В углу шумели заезжие богато разодетые рыцари, тренькала лютня — с ними, как бывает, тащились жонглеры, странствующие переписчики и Господь знает кто еще. Яго уловил знакомое имя, чутко шевельнул ухом.
Святой Колен уж так был свят,
Что трое суток мог подряд,
Не прерываясь, говорить
И пары слов не повторить,
И даже из монастыря
Его поперли, чтобы зря
Не расточал святого жара.
И мы зовем его недаром —
Святой Колен, святой Колен,
Апостол Дара, —
распевал оборванец в пестрой шапке. Лисья мордочка и черные лохмы выдавали в нем альхана. Рыцари веселились и подпевали.
Святой Колен уж так был свят,
Что даже в Полночи горят
Четыре яркие свечи,
Что им затеплены в ночи,
Его недрогнувшей рукой —
Святой Колен у нас такой,
Исполнен пыла и отваги,
Он обратил святого Яго.
Святой Колен, святой Колен —
Он молодчага.
— Божегосподи, — пискнула подошедшая девица. — Вы их простите, добрый сэньо… они вас не видят. Я им сейчас скажу…
— Не стоит, о прекрасная, — спокойно ответил Яго. Он не спеша придвинул к себе круглый хлеб, разломил, с наслаждением понюхал — так и не привык к тому, как вкусен пышный хлеб из доброй пшеницы. Налил себе вина в оловянный кубок, разбавил водой. — Чем плоха песня?

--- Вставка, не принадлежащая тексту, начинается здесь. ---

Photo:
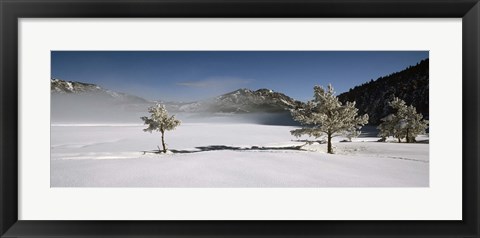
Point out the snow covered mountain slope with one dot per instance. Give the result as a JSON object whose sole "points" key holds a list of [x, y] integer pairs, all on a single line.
{"points": [[87, 103], [58, 86], [84, 102], [243, 101]]}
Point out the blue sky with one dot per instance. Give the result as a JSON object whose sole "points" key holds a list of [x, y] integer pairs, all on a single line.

И брат…мой… Колен ее любил, добавил он про себя. Смеялся всегда ужасно и переиначивал вольные куплеты то так, то сяк, в полное уж неподобие. Однажды Яго, новоиспеченный тогда еще командор ордена Кальсаберитов, гордый и непобедимый, как Божья гроза, попробовал наставить наставника на путь истинный. Что негоже, мол. Колен расхохотался и пригрозил написать про него такое жизнеописание, что ржать будут даже командорские кони. Яго струсил и пошел на попятную.
Рыцари, привлеченные разговором, заоглядывались, один, с камафейскими гербами на плаще, видимо, узнал, побледнел до синевы, отвесил жонглеру подзатыльник. Яго успокаивающе поднял ладонь.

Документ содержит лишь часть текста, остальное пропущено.